I am well aware that there will be many people banging away at the keyboard about Stage 4. I promised myself not to rant. There really is no reason to do so. The Tour de France thrives on drama, from crashes to rider vs. rider. Today is only going to add fuel to the fire, which is not necessarily a bad thing. For the novice who happens to flip to NBC Sports and catch a glimpse of the Tour, the professional peloton is not a bunch of skinny guys riding bicycles around France. They are superior athletes with mind-blowing ability who train and sacrifice almost year-round to be where they are and their spot is NOT guaranteed from day to day. Pain is ignored. Mental barriers are overcome. Sacrifices of family and friends are accepted. All of this for the love of cycling.
The Stage 4 crash that happened in the final 100 meters was unfortunate, and it was obvious that Sagan felt badly that the crash happen. I do NOT believe that he feels badly for making it happen. Yes, I am also aware, if someone has read my blog for any period of time, it is quite obvious that I am not a Cavendish fan. Every former professional cyclist in the commentary box repeated the same thing: it is not the responsibility of Sagan to make room for anyone trying to thread a hole that should not be threaded. Yes, Cavendish is a fantastic sprinter who will go down in cycling lore as one of the best, but Sagan clearly had the wheel of Bouhanni and Cavendish approached from behind to take a tiny window on Sagan’s right. As for the elbow, re-watch the video and notice that Sagan’s elbow was not apparent until Cavendish made contact from behind, pulling Sagan’s elbow forward from the sprint position it was already in.

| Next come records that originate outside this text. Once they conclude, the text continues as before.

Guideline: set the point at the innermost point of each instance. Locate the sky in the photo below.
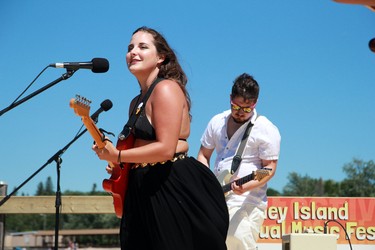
(311, 59)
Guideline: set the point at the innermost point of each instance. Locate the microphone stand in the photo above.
(67, 75)
(57, 158)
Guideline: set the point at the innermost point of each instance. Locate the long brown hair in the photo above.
(170, 68)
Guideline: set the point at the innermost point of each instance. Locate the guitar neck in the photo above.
(94, 131)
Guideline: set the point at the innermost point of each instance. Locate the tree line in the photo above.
(359, 182)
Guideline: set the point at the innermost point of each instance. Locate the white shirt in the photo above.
(263, 143)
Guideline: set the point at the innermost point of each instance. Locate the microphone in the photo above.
(104, 106)
(97, 65)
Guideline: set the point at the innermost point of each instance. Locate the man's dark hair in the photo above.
(246, 87)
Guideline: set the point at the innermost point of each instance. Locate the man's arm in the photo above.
(240, 189)
(204, 155)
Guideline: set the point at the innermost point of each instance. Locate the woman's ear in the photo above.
(161, 59)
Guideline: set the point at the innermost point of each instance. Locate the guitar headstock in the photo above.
(261, 173)
(81, 106)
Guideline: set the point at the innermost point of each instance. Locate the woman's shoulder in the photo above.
(167, 86)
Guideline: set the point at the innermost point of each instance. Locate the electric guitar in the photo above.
(118, 182)
(224, 177)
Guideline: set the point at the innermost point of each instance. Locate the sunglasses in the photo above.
(238, 108)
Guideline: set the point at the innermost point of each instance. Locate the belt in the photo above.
(177, 156)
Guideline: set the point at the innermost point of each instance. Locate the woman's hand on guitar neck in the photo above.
(108, 153)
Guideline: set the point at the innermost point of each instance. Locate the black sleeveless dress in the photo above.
(173, 206)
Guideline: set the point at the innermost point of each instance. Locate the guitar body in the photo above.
(117, 184)
(225, 176)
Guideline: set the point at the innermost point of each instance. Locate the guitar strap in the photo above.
(238, 157)
(136, 111)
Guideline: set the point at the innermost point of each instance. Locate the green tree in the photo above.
(360, 181)
(302, 186)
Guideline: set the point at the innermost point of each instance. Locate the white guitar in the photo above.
(224, 178)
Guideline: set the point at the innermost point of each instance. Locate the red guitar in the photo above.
(118, 182)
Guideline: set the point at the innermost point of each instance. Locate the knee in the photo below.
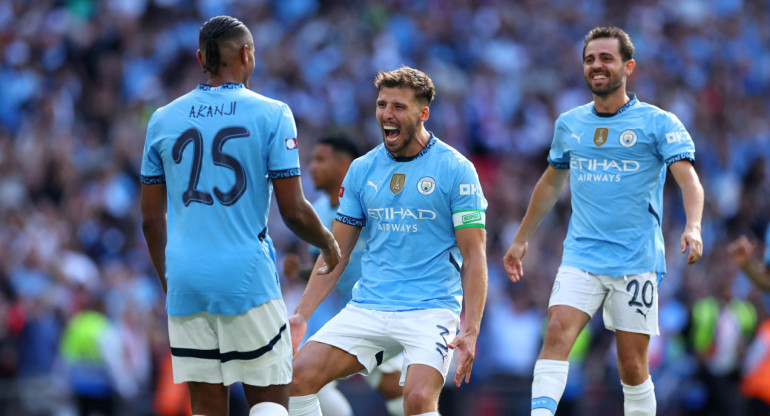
(418, 399)
(633, 370)
(303, 381)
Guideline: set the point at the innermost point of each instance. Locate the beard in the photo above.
(407, 134)
(613, 83)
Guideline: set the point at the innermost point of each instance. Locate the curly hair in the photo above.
(626, 46)
(406, 77)
(215, 30)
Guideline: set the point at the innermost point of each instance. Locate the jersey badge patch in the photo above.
(426, 185)
(397, 182)
(628, 138)
(600, 136)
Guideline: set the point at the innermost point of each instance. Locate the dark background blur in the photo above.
(79, 79)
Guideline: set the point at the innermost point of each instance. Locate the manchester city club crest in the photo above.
(426, 185)
(600, 136)
(397, 182)
(628, 138)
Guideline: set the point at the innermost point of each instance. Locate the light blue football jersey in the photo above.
(617, 169)
(352, 272)
(412, 207)
(342, 292)
(216, 149)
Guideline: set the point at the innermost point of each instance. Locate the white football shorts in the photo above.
(630, 302)
(253, 347)
(393, 365)
(374, 337)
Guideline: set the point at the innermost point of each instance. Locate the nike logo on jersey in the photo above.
(577, 137)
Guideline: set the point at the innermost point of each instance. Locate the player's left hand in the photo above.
(465, 344)
(297, 328)
(691, 238)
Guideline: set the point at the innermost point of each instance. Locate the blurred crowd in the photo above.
(82, 318)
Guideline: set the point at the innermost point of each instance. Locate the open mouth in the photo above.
(391, 133)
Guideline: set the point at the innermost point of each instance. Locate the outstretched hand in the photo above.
(465, 344)
(691, 238)
(512, 261)
(297, 328)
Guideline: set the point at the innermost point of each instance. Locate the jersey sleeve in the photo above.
(673, 141)
(767, 246)
(559, 156)
(152, 165)
(283, 156)
(350, 210)
(467, 200)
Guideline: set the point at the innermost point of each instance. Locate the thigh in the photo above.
(361, 333)
(317, 364)
(210, 399)
(422, 388)
(276, 394)
(579, 289)
(633, 350)
(425, 335)
(632, 304)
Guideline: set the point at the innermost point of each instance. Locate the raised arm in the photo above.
(692, 198)
(154, 226)
(322, 281)
(300, 217)
(547, 191)
(472, 243)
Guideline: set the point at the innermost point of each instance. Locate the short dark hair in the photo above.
(341, 144)
(406, 77)
(216, 29)
(626, 46)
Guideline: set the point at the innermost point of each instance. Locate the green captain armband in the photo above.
(469, 218)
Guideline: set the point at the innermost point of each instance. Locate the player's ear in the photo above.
(200, 58)
(630, 65)
(424, 114)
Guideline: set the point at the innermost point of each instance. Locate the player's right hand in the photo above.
(741, 250)
(297, 328)
(512, 260)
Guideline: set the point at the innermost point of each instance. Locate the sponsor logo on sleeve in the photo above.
(426, 185)
(397, 182)
(677, 136)
(600, 136)
(628, 138)
(470, 189)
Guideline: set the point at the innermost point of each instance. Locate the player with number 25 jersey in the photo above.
(219, 257)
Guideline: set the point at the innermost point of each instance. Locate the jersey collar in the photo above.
(631, 102)
(431, 142)
(225, 86)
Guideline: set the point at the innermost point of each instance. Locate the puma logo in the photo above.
(443, 349)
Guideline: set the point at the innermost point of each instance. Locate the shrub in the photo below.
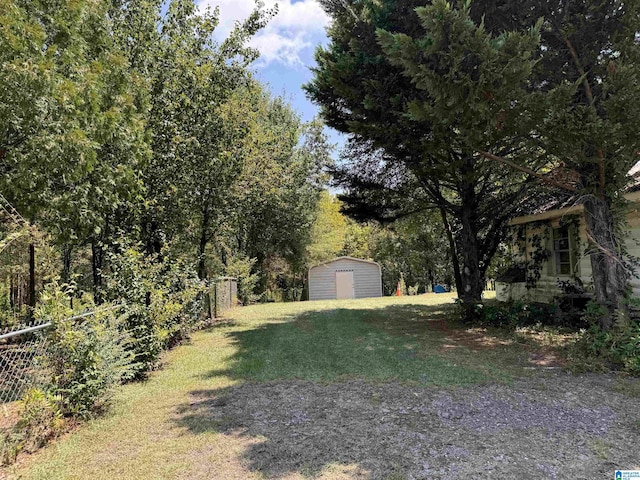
(86, 359)
(40, 421)
(620, 346)
(515, 314)
(164, 298)
(241, 268)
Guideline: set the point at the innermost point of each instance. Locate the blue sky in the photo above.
(286, 46)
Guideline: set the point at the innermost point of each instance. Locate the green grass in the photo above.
(340, 344)
(373, 340)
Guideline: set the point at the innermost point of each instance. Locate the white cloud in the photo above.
(296, 27)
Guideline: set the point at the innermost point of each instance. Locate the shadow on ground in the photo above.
(368, 394)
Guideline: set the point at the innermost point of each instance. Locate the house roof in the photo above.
(344, 257)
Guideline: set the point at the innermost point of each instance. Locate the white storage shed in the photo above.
(345, 277)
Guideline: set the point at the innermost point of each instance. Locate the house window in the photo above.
(562, 251)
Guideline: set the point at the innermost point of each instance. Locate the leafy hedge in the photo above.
(160, 301)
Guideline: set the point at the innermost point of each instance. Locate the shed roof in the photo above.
(344, 257)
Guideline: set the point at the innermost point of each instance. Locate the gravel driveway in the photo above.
(555, 426)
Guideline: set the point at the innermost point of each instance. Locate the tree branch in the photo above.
(543, 178)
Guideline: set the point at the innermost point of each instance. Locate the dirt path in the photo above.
(555, 427)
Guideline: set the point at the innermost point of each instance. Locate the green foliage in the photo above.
(618, 347)
(515, 314)
(40, 421)
(241, 268)
(422, 92)
(86, 359)
(164, 301)
(329, 230)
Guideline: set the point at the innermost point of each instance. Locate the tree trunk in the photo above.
(455, 263)
(432, 280)
(471, 277)
(610, 277)
(97, 261)
(67, 250)
(32, 278)
(202, 266)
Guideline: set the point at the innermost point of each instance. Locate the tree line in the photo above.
(130, 124)
(482, 111)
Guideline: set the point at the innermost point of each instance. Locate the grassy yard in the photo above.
(162, 429)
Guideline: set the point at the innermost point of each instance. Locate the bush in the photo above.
(40, 421)
(515, 314)
(86, 359)
(619, 347)
(165, 302)
(241, 268)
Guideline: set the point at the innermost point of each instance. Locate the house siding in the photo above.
(546, 288)
(366, 278)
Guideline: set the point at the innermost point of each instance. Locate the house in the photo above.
(345, 277)
(551, 244)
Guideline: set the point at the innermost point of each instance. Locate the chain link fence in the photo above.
(21, 349)
(224, 295)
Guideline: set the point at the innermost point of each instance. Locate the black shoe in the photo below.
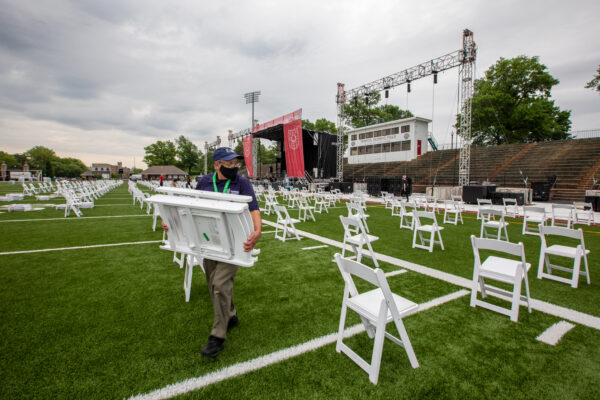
(233, 322)
(213, 346)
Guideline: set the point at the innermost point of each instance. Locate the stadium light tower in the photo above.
(252, 97)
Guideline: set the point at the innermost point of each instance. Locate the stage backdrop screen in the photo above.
(294, 151)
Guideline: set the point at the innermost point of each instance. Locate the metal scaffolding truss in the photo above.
(463, 58)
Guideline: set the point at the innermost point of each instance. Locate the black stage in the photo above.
(320, 150)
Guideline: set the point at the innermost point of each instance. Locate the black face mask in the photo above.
(229, 173)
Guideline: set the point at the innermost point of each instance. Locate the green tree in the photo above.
(187, 153)
(364, 111)
(40, 157)
(9, 159)
(160, 153)
(595, 83)
(512, 104)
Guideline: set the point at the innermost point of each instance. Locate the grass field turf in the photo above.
(112, 322)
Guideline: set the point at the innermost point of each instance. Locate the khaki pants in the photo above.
(219, 277)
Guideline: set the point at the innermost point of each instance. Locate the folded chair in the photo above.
(576, 253)
(562, 215)
(511, 207)
(432, 229)
(501, 269)
(536, 216)
(407, 218)
(286, 223)
(452, 213)
(583, 213)
(493, 219)
(376, 309)
(356, 236)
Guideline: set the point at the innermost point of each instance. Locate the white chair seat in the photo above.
(368, 304)
(564, 251)
(359, 239)
(431, 228)
(500, 269)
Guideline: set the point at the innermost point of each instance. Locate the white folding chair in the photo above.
(356, 236)
(535, 215)
(501, 269)
(488, 221)
(305, 209)
(286, 223)
(577, 253)
(562, 215)
(452, 213)
(431, 229)
(407, 218)
(355, 210)
(483, 203)
(583, 213)
(376, 309)
(511, 207)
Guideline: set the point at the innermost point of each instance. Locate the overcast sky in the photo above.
(100, 79)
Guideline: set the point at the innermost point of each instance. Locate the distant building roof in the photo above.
(163, 170)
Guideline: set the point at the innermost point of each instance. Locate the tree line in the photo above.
(46, 160)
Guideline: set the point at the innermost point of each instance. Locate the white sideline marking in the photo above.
(315, 247)
(76, 219)
(539, 305)
(553, 334)
(394, 273)
(255, 364)
(6, 253)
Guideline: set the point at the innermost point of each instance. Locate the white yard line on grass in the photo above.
(77, 218)
(232, 371)
(553, 334)
(539, 305)
(6, 253)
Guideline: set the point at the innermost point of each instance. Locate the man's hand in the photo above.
(252, 239)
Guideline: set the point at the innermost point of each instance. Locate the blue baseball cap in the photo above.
(225, 154)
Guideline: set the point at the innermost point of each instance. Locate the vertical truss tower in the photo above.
(464, 59)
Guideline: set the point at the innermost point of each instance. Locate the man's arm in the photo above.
(254, 236)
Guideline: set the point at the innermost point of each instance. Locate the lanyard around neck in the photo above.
(215, 184)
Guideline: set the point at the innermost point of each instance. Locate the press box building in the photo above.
(399, 140)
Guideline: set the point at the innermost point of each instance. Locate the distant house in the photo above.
(167, 171)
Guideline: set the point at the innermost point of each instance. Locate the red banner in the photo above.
(281, 120)
(247, 141)
(294, 151)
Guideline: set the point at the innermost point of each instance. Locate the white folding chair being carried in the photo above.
(501, 269)
(356, 236)
(432, 229)
(376, 309)
(577, 253)
(536, 216)
(452, 213)
(285, 223)
(562, 215)
(493, 219)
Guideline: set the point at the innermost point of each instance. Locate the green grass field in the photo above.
(112, 322)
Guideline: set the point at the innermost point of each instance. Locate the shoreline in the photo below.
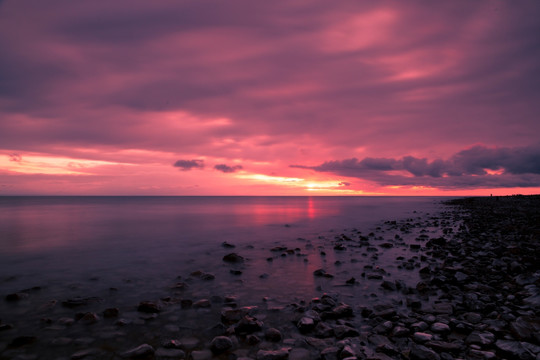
(477, 297)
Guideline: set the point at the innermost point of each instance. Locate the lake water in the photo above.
(95, 242)
(119, 251)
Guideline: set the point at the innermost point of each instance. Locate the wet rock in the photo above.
(513, 349)
(526, 328)
(322, 273)
(400, 331)
(233, 258)
(221, 344)
(164, 353)
(149, 307)
(81, 354)
(22, 341)
(273, 335)
(248, 325)
(76, 302)
(323, 330)
(330, 353)
(421, 337)
(280, 354)
(305, 324)
(443, 346)
(203, 303)
(440, 328)
(16, 296)
(480, 338)
(89, 318)
(201, 355)
(139, 352)
(420, 352)
(344, 331)
(111, 312)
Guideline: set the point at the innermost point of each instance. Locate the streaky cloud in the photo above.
(476, 167)
(227, 169)
(186, 165)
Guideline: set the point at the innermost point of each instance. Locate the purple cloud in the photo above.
(186, 165)
(470, 168)
(227, 169)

What if Cavendish wrecked Sagan? The world is screaming the same question . . . especially Cavendish fans. Hopefully, I could look at the same way, and from a racing standpoint I think I would. I am just being honest. It boils down to risk verses reward. Cavendish took a risk. Sprinters take huge risks every time they open up. I also understand why Cavendish’s team is upset. They should be. It is his team. You have to back your brother. I cannot help but believe that deep down inside they also know that it was not an intentional crash. If anyone has raced for any amount of time, whether in a criterium or road race, professional or amateur, a bunch sprint finish is not for the faint of heart. There is a lot of jostling and fighting for your spot. Crashes are a part of the sport. Always will be.
Now, we must wait and see how irrational the officials of the Tour de France react . . . because it is coming . . . unless there is a Frenchman involved.